View Issue Details

IDProjectCategoryView StatusLast Update
0000737LDMud 3.3Networkingpublic2018-01-30 04:59
Reporterzesstra Assigned Tozesstra  
PrioritynormalSeverityminorReproducibilityrandom
Status resolvedResolutionfixed 
Platformi686OSGNU/LinuxOS Version4.0
Target Version3.3.720Fixed in Version3.3.720 
Summary0000737: Disconnects of TLS connections with SSL_ERROR_WANT_READ.
DescriptionFew players here have sporadic TLS disconnects when much data is transfered, but one player also claims it happens with specific (but unknown) text. The debug log states:
TLS: Received corrupted data (2). Closing the connection.
2 is here SSL_ERROR_WANT_READ, which is IMHO the equivalent to EGAIN.

This error message originates in pkg-openssl:tls_read() and is called by get_message(). In case of SSL_ERROR_WANT_READ/SSL_ERROR_WANT_WRITE is retries to read up to 6 times and then calls tls_deinit_connection().

Gnomi commented: Is it necessary to close the connection in that case?
I also tend to change this to just wait until the next cycle to read again. But then we would have to change get_message() (and un-encrypted connections) as well, because they also disconnect upon any error in read()/tls_read(), including EAGAIN.

I think, usually this should not happen in the first place, because we do a select() before and read only sockets for which data should be available... But in rare cases select() does not seem to be sufficient for TLS connections to guarantee that...
TagsNo tags attached.

Activities

zesstra

2010-03-16 16:53

administrator   ~0001807

Some more digging into our debug log shows, that some of the disconnects are with errors SSL_ERROR_SSL and SSL_ERROR_SYSCALL as well. These look weird and may well be not our responsibility. But we should try do create better error messages than just issue to plain numbers by using ERR_error_string() and maybe process the error queue.

Gnomi

2010-03-16 17:04

manager   ~0001808

There is a difference between encrypted and unencrypted sessions regarding EAGAIN. While on unencrypted sockets select() should guarantee that there is at least one byte to read, this is not necessarily true for encrypted sockets, because the SSL layer may consume some bytes itself. That's why I think it should be legitimate for tls_read() to try again on an EAGAIN later (and not terminate the socket).

zesstra

2010-03-16 17:18

administrator   ~0001809

And additionally it might also be that upon read the SSL engine first has to write something and vice versa because the might be a handshake going on. Did some search in the net this evening and the SSL people seem to recommend just to repeat the operation some time later (they say one should use select()). So this seems to be the right thing to do. We could either set errno to EAGAIN and change get_message() to not disconnect in that case or return 0 as pretend a sucessful read of 0 bytes.
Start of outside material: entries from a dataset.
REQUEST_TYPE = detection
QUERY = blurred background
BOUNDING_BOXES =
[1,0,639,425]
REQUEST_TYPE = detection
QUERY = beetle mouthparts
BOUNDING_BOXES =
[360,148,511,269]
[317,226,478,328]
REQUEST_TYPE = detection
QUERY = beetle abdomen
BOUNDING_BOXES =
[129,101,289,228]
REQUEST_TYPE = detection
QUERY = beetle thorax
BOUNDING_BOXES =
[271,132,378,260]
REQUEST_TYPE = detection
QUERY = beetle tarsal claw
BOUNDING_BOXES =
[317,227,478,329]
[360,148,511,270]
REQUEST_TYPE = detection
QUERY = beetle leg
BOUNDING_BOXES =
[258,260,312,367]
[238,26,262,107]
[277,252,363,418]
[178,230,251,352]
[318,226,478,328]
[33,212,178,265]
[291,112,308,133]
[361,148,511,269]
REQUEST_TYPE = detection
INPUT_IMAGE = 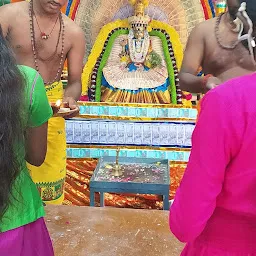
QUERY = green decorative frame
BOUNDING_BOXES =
[94,29,178,104]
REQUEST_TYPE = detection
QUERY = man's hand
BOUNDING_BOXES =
[62,97,80,118]
[50,102,60,116]
[206,76,222,90]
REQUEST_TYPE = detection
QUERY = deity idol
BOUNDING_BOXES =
[101,1,171,103]
[82,0,189,105]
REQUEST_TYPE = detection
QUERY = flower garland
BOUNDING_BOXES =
[150,30,177,104]
[144,21,186,105]
[82,19,183,96]
[95,29,129,101]
[89,28,125,101]
[82,20,129,95]
[90,28,179,104]
[89,29,178,104]
[149,20,183,69]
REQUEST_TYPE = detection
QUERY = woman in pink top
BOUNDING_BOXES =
[170,1,256,255]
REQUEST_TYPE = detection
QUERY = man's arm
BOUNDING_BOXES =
[62,25,85,118]
[179,23,206,93]
[64,25,85,102]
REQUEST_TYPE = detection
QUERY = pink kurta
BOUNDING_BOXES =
[170,73,256,255]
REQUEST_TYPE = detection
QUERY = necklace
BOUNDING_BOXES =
[215,13,239,50]
[34,14,62,62]
[29,0,65,85]
[34,13,59,40]
[135,39,143,53]
[128,30,149,63]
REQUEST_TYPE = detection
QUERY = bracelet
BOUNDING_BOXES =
[202,74,213,87]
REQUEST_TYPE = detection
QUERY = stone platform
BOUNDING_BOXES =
[45,205,183,256]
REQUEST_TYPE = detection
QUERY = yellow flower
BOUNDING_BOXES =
[144,60,152,69]
[120,56,129,63]
[181,91,193,107]
[182,99,192,108]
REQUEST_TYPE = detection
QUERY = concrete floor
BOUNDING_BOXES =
[46,205,183,256]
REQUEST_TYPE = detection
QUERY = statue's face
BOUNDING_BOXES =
[134,26,145,39]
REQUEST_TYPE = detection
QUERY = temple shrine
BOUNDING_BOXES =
[63,0,226,210]
[0,0,227,209]
[0,0,227,254]
[0,0,227,256]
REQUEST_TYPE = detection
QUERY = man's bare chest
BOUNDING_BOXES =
[8,22,71,60]
[203,42,254,75]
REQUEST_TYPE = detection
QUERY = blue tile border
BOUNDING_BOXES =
[67,147,191,162]
[79,105,197,120]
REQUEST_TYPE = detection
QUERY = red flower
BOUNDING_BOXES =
[182,93,192,101]
[79,95,89,101]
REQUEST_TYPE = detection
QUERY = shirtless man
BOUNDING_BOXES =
[0,0,85,204]
[179,0,256,93]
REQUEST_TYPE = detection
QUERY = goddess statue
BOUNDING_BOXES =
[82,0,190,105]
Oh, BTW: There seems to be an error: tls_read() returns ret. In case of errors it is <0, but ret = SSL_get_error(ip->tls_session, ret); changes it to positive numbers. And these are returned to get_message() which regards the tls_read() then successfull... And because a positive return value of tls_read() is regarded as the number of bytes read, this changes (falsely) the ip->text_end pointer (and the statistics). IMHO garbage will then be processed as player input, between 1 and 8 bytes.

zesstra

2010-03-17 17:55

administrator   ~0001810

Mhmm, we might have been wrong:

>When an SSL_read() operation has to be repeated because of SSL_ERROR_WANT_READ
>or SSL_ERROR_WANT_WRITE, it must be repeated with the same arguments.
I think, we can't guarantee that if we we defer back to get_message() or comm_send_buf() to try later again. The buffer addresses will be still the same, but the sizes to read/write maybe not... In this case, we may have no choice but to disconnect if we don't want to rewrite larger parts of the comm code?

zesstra

2011-01-05 21:54

administrator   ~0001940

Ok, some more research... SSL_write() needs to be called with the exact arguments, because it may already have committed a part of the buffer to the network even if it returns -1. Therefore one has to retry with the exact same arguments until SSL_write() returns > 0. The long explanation can be found in this thread:
http://readlist.com/lists/openssl.org/openssl-users/0/1726.html

If we can't send the data immediately we copy it into a queue of buffers, so the buffer address changes. However, we can make OpenSSL to accept a different buffer for the next call as long as the _content_ of the buffer is the same by setting SSL_MODE_ACCEPT_MOVING_WRITE_BUFFER in the SSL context.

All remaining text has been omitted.